Remembering David Martin

The great sociologist of religion David Martin has died: you may read an overview of his incredibly wide-ranging career, written by a former colleague, here. (I was fascinated to learn there that he wrote a so-far-unpublished book on “secularization through the lens of English poetry”!) Today I am giving thanks for his life and witness, and remembering in prayer his family: his wife Bernice and his daughter Jessica Martin — my friend, and a priest whose sermons I sometimes quote or post in toto here.

Much attention will be given, in reflections on Martin’s career, to his work on secularization, and rightly enough, given its influence. But it will be very hard for us to get our minds around the totality of that work, for what it did, above all, was complicate all previous work on secularization. And the primary way it complicated that work was by decentering the Western European account (WEA, I’ll call it) of secularization, which Western intellectuals have always had a tendency to see as the normal or expected path of change in religious practice and experience. But, as Martin wrote in his concise and accessible Forbidden Revolutions (1996), “We can observe at least four distinct trajectories in Christian cultures: Eastern Europe, Latin America, Western Europe and North America. If social differentiation is the working core of the theory of secularization, it takes at least four forms, which do not necessarily converge.”
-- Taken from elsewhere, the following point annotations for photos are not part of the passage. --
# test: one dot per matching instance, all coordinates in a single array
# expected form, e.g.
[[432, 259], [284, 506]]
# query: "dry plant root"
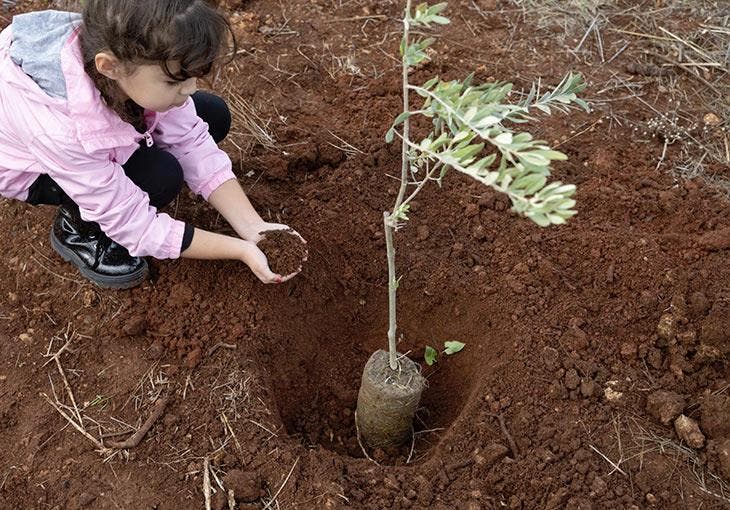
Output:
[[137, 437]]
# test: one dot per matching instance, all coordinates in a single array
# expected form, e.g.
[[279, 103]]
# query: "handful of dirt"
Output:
[[284, 250]]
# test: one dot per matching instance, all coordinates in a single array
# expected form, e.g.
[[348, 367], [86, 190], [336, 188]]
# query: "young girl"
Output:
[[99, 115]]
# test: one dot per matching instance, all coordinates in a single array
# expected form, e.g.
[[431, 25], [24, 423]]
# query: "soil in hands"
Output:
[[284, 250]]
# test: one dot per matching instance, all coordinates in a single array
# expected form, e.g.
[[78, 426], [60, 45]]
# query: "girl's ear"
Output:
[[108, 65]]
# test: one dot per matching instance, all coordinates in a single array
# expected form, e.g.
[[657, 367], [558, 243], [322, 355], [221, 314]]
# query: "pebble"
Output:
[[689, 431], [665, 406]]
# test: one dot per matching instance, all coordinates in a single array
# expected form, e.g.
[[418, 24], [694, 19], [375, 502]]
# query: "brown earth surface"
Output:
[[583, 342]]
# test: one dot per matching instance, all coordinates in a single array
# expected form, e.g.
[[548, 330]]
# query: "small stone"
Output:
[[599, 486], [550, 357], [628, 350], [85, 499], [711, 119], [572, 380], [723, 452], [687, 338], [698, 303], [575, 339], [588, 388], [665, 406], [135, 326], [706, 353], [689, 431], [612, 395], [715, 411], [193, 358], [423, 232], [667, 327], [246, 485], [471, 210], [491, 454]]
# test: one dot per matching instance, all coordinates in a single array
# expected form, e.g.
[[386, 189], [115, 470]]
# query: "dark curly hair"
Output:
[[193, 33]]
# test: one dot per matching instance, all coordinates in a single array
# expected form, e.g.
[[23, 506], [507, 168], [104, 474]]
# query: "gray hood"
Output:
[[38, 38]]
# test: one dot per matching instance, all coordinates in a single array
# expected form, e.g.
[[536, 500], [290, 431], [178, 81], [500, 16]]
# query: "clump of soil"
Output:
[[284, 250], [388, 400]]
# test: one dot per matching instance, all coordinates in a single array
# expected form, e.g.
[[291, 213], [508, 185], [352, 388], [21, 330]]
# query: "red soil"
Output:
[[557, 322]]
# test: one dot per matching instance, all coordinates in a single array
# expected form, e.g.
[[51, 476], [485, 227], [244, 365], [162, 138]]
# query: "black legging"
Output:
[[154, 170]]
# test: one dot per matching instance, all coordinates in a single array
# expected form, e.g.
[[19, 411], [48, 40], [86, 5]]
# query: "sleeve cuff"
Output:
[[215, 182], [187, 237]]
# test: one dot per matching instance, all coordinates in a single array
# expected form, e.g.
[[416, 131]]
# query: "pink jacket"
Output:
[[82, 144]]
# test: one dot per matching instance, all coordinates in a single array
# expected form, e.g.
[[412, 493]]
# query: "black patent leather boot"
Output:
[[99, 259]]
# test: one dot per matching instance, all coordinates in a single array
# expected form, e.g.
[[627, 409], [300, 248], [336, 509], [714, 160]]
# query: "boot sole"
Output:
[[126, 281]]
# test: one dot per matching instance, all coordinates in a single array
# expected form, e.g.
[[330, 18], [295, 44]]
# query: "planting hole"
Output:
[[316, 363]]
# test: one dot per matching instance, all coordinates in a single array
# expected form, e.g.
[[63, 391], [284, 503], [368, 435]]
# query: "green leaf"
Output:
[[453, 347], [401, 118], [431, 355]]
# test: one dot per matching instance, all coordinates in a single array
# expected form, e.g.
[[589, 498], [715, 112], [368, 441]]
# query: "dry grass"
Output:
[[634, 444], [670, 73]]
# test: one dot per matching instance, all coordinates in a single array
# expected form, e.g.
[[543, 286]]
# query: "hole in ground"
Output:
[[317, 358]]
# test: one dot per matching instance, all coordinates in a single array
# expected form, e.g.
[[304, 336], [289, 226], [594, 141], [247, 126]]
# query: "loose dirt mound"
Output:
[[546, 408]]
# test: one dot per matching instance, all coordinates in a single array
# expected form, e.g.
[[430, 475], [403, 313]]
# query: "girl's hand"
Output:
[[259, 265]]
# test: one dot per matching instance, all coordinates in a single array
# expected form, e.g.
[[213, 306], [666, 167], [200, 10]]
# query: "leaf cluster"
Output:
[[469, 118], [431, 355]]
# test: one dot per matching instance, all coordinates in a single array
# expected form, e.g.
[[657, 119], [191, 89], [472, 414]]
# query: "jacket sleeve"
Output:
[[185, 135], [107, 196]]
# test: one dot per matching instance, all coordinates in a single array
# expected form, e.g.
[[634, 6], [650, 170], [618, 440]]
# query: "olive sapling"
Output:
[[467, 121]]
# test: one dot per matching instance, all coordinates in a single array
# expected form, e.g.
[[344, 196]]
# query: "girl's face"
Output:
[[152, 89], [147, 84]]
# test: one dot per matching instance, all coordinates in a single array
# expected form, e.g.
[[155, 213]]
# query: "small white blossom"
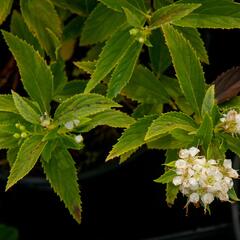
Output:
[[69, 125], [76, 122], [231, 122], [186, 153], [177, 180], [227, 163], [207, 198], [194, 198], [180, 163], [78, 138], [202, 180]]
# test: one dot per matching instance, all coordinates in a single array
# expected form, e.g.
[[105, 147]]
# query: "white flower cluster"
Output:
[[70, 125], [202, 180], [231, 122]]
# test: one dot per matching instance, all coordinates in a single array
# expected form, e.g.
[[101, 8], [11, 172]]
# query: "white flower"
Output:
[[78, 138], [231, 122], [193, 184], [232, 173], [229, 182], [194, 198], [202, 179], [227, 163], [190, 172], [207, 198], [212, 162], [186, 153], [180, 163], [69, 125], [200, 161], [193, 151], [177, 180], [76, 122]]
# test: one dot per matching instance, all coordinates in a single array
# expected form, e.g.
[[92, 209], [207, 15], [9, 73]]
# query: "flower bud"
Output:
[[24, 135], [78, 138], [16, 135]]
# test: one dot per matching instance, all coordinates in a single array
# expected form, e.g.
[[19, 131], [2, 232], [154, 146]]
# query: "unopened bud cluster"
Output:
[[45, 120], [141, 35], [202, 180], [22, 131], [231, 122], [70, 125]]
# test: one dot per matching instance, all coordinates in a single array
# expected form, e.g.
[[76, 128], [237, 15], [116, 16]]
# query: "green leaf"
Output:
[[36, 75], [171, 13], [7, 232], [6, 137], [135, 6], [132, 19], [12, 155], [82, 105], [187, 66], [86, 66], [208, 101], [167, 177], [59, 76], [7, 104], [42, 24], [49, 149], [100, 25], [124, 70], [145, 109], [71, 88], [26, 110], [126, 156], [167, 122], [112, 52], [194, 37], [73, 28], [213, 14], [205, 132], [183, 136], [171, 193], [70, 143], [145, 88], [132, 138], [19, 28], [233, 143], [5, 9], [111, 118], [62, 175], [161, 3], [27, 157], [9, 118], [159, 54], [232, 195], [216, 149], [80, 7], [166, 142], [171, 156]]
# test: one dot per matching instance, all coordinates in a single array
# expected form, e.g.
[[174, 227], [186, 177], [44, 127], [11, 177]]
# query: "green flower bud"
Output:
[[22, 128], [16, 135], [24, 134]]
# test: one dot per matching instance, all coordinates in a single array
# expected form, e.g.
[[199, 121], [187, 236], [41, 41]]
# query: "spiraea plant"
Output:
[[123, 50]]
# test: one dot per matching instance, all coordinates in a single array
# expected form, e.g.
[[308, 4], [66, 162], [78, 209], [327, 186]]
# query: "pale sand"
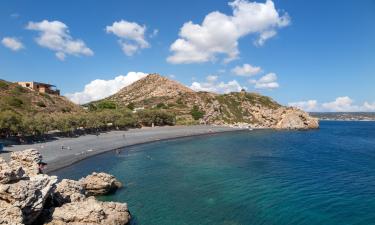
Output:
[[76, 149]]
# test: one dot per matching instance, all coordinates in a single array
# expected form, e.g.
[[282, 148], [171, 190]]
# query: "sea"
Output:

That WEA model of secularization, Martin argues, “acts as an implicit guide and censor on what we permit ourselves to see” — and therefore obscures from us how secularization happens, if it happens at all, elsewhere. The influence of the WEA model led to it being imposed in Eastern Europe, “the guiding spirit [of] an explicit programme to enforce secularization.” To a somewhat lesser extent attempts at enforced secularization happened in certain Latin American countries as well, and Forbidden Revolutions describes how stubborn practitioners of the Christian faith were able to resist such imposition. Why that resistance took Catholic forms in Eastern Europe and Pentecostal forms in Latin America is the meat of Martin’s story.

Forbidden Revolutions is not generally thought of as one of Martin’s central works — it’s less academic and more Christian than his most celebrated texts — but I find myself thinking of it often these days, even though I only read it once, many years ago. I think perhaps it is time for me to return to it. In the meantime, thanks be to God for the life and work of David Martin. Rest eternal grant unto him, O LORD: and let light perpetual shine upon him. May he rest in peace.